Trigonometry/Simplifying a sin(x) + b cos(x)

to-do: add diagram.

We'll first use a geometric argument that actually shows a more general result, that:

${\displaystyle g(\theta )=a\sin(\theta +\lambda _{1})+b\sin(\theta +\lambda _{2})}$ 

is a sinusoidal wave.

By setting ${\displaystyle \lambda _{1}=0^{\circ }\ ,\ \lambda _{2}=90^{\circ }}$  , it will follow that ${\displaystyle f(\theta )=a\sin(\theta )+b\cos(\theta )}$  is sinusoidal.

We use the 'unit circle' definition of sine: ${\displaystyle a\sin(\theta +\lambda _{1})}$  is the y coordinate of a line of length ${\displaystyle a}$  at angle ${\displaystyle \theta +\lambda _{1}}$  to the x axis, from O the origin, to a point A.

We now draw a line ${\displaystyle {\overline {AB}}}$  of length ${\displaystyle b}$  at angle ${\displaystyle \theta +\lambda _{2}}$  (where that angle is measured relative to a line parallel to the x axis).

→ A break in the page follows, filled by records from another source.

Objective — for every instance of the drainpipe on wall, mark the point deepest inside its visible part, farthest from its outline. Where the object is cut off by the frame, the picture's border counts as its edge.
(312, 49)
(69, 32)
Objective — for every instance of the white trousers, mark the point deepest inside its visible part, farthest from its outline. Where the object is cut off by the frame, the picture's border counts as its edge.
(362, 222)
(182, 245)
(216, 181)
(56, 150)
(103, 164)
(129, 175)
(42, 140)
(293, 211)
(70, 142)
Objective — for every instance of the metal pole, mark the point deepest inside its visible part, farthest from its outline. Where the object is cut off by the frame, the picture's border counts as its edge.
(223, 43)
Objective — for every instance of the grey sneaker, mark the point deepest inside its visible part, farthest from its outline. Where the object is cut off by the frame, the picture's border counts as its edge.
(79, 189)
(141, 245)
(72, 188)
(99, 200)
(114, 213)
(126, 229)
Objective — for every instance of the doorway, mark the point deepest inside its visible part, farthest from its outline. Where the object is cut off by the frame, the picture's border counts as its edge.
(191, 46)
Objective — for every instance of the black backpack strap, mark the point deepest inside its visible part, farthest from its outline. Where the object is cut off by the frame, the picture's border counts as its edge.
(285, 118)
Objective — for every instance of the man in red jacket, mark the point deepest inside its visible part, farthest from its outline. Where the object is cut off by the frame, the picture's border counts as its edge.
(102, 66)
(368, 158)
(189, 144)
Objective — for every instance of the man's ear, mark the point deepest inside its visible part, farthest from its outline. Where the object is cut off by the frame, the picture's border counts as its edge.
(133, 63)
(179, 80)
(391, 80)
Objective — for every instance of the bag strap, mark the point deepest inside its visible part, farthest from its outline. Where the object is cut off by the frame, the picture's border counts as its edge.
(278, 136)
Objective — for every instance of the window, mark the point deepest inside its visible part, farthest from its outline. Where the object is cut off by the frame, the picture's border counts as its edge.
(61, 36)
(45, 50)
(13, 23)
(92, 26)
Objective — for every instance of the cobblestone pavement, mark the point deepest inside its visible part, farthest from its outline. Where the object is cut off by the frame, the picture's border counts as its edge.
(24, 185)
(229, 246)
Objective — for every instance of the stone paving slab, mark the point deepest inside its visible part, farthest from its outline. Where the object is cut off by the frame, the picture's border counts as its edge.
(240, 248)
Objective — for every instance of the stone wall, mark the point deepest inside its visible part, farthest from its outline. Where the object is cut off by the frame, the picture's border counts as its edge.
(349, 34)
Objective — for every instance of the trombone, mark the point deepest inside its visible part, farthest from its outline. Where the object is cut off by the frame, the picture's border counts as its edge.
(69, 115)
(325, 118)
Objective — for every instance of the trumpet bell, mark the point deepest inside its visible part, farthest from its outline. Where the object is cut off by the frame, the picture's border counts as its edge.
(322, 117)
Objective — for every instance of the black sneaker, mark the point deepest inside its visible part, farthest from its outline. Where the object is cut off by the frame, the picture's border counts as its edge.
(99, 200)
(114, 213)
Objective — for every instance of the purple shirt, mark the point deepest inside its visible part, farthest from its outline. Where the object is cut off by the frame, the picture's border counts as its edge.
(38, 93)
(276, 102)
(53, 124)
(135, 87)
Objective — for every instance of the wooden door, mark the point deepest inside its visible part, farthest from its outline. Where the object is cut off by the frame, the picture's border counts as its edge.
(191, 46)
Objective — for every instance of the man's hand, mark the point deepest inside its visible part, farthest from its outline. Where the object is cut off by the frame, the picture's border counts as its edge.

The y-coordinate of ${\displaystyle B}$  is the y-coordinate of ${\displaystyle A}$  plus the vertical displacement from ${\displaystyle A}$  to ${\displaystyle B}$ . In other words its y-coordinate is ${\displaystyle g(\theta )}$ .

However, there is another way to look at the y coordinate of point ${\displaystyle B}$  . The line ${\displaystyle {\overline {OB}}}$  does not change in length as we change ${\displaystyle \theta }$  - all that happens is that the triangle ${\displaystyle \Delta OBA}$  rotates about O. In particular, ${\displaystyle {\overline {OB}}}$  rotates about O.

Hence, the y-coordinate of ${\displaystyle B}$  is a sinusoidal function (we can see this from the 'unit circle' definition mentioned earlier). The amplitude is the length of ${\displaystyle {\overline {OB}}}$  and the phase is ${\displaystyle \lambda _{1}+\angle BOA}$  .

The algebraic argument is essentially an algebraic translation of the insights from the geometric argument. We're also in the special case that ${\displaystyle \lambda _{1}=0}$ and ${\displaystyle \angle OAB=90^{\circ }}$  . The x's and y's in use in this section are now no longer coordinates. The 'y' is going to play the role of ${\displaystyle \lambda _{1}+\angle BOA}$  and the 'x' plays the role of ${\displaystyle \theta }$  .

We define the angle y by ${\displaystyle \tan(y)={\frac {b}{a}}}$  .

By considering a right-angled triangle with the short sides of length a and b, you should be able to see that

${\displaystyle \sin(y)={\frac {b}{\sqrt {a^{2}+b^{2}}}}}$  and ${\displaystyle \cos(y)={\frac {a}{\sqrt {a^{2}+b^{2}}}}}$  .

${\displaystyle {\begin{aligned}f(x)&=a\sin(x)+b\cos(x)\\&={\sqrt {a^{2}+b^{2}}}\left({\frac {a}{\sqrt {a^{2}+b^{2}}}}\sin(x)+{\frac {b}{\sqrt {a^{2}+b^{2}}}}\cos(x)\right)\\&={\sqrt {a^{2}+b^{2}}}{\Big (}\sin(x)\cos(y)+\cos(x)\sin(y){\Big )}\\&={\sqrt {a^{2}+b^{2}}}\sin(x+y)\\&=A\sin(x+\phi )\end{aligned}}}$  ,

which is (drum roll) a sine wave of amplitude ${\displaystyle A={\sqrt {a^{2}+b^{2}}}}$  and phase ${\displaystyle \phi =y}$ .